Concerns are growing for a handful of New Zealanders still unaccounted for in Nepal, Foreign Affairs Minister Murray McCully says.
More than 5000 people are confirmed dead after Saturday's devastating 7.8 magnitude earthquake but Nepal's government says the death toll could reach 10,000.
Mr McCully told Morning Report that 250 New Zealanders in Nepal had made contact to say they were safe.
"There's a handful of New Zealanders still unaccounted for.
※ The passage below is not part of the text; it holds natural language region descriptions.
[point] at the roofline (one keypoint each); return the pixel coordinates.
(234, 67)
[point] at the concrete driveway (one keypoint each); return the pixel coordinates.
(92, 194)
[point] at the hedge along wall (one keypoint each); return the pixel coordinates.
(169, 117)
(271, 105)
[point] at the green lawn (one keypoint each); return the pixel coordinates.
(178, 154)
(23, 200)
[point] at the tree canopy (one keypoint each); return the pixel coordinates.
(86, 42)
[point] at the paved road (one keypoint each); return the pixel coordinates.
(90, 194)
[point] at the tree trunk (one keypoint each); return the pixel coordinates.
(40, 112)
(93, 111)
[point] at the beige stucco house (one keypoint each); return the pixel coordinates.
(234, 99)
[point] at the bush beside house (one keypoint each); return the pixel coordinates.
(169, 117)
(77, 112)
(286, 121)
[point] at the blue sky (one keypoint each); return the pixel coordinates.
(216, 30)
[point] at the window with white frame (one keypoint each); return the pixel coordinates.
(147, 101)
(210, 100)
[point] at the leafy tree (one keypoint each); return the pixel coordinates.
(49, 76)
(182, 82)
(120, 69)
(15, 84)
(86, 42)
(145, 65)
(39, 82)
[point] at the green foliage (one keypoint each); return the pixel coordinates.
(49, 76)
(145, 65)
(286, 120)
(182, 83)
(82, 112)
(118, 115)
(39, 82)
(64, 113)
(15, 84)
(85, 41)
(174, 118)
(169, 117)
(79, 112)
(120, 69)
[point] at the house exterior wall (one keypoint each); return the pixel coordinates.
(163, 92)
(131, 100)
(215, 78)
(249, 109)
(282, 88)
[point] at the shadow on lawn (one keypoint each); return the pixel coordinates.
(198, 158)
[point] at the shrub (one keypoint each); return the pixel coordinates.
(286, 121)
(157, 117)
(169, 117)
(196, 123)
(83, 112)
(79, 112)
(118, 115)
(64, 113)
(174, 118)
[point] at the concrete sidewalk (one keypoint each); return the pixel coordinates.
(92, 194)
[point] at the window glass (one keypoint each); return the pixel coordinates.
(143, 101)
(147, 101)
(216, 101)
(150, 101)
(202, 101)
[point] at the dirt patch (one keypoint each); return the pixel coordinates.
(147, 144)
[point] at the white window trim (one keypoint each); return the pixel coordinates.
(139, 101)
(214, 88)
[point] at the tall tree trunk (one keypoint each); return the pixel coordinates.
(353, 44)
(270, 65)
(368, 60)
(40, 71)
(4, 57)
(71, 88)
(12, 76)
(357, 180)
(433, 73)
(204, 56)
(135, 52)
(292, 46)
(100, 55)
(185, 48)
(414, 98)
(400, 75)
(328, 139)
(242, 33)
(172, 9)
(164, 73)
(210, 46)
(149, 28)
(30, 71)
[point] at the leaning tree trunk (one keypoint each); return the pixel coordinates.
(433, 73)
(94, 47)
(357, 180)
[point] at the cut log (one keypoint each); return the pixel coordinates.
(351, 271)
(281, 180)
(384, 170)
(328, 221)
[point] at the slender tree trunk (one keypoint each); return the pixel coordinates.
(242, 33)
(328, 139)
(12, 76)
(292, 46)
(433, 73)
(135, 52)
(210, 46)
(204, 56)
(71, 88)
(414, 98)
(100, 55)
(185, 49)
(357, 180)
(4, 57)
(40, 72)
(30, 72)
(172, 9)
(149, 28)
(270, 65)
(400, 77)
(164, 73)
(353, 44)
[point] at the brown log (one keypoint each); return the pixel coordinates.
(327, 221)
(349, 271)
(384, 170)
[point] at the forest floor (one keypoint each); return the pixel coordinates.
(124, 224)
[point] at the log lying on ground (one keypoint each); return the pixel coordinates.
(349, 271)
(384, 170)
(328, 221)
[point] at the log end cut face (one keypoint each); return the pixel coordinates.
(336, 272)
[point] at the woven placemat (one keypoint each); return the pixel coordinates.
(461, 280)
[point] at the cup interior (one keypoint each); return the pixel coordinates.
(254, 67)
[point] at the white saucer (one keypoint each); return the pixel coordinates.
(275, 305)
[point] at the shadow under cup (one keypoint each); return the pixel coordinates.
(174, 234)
There are no reasons to have specific concerns for any of them," he said.
"These are people who were outside of the main centre on treks and so on but communications would be difficult but obviously, as time passes by, we are getting more concerned."
He said the Ministry of Foreign Affairs and Trade (MFAT) was advising people to leave Nepal on commercial flights but would review that to see whether New Zealand should join Australia in helping its citizens get out.
One group of Christchurch schoolgirls and teachers are hoping to fly out from Kathmandu this evening.
The 25 students and four teachers from St Margaret's College are in the country as part of the World Challenge programme, which runs expeditions for students.
They came through the earthquake unscathed and have been camping just outside Kathmandu and helping local people in outlying villages.
The school's principal, Gillian Simpson, said it was looking likely the group would fly out today.
"They believe because they are a group of schoolchildren that they will try and get a priority through to get them out as a group on the flight that they were scheduled on - but again, changing landscape," she said.
"We have to be prepared for any changes, and they certainly got food and water and shelter."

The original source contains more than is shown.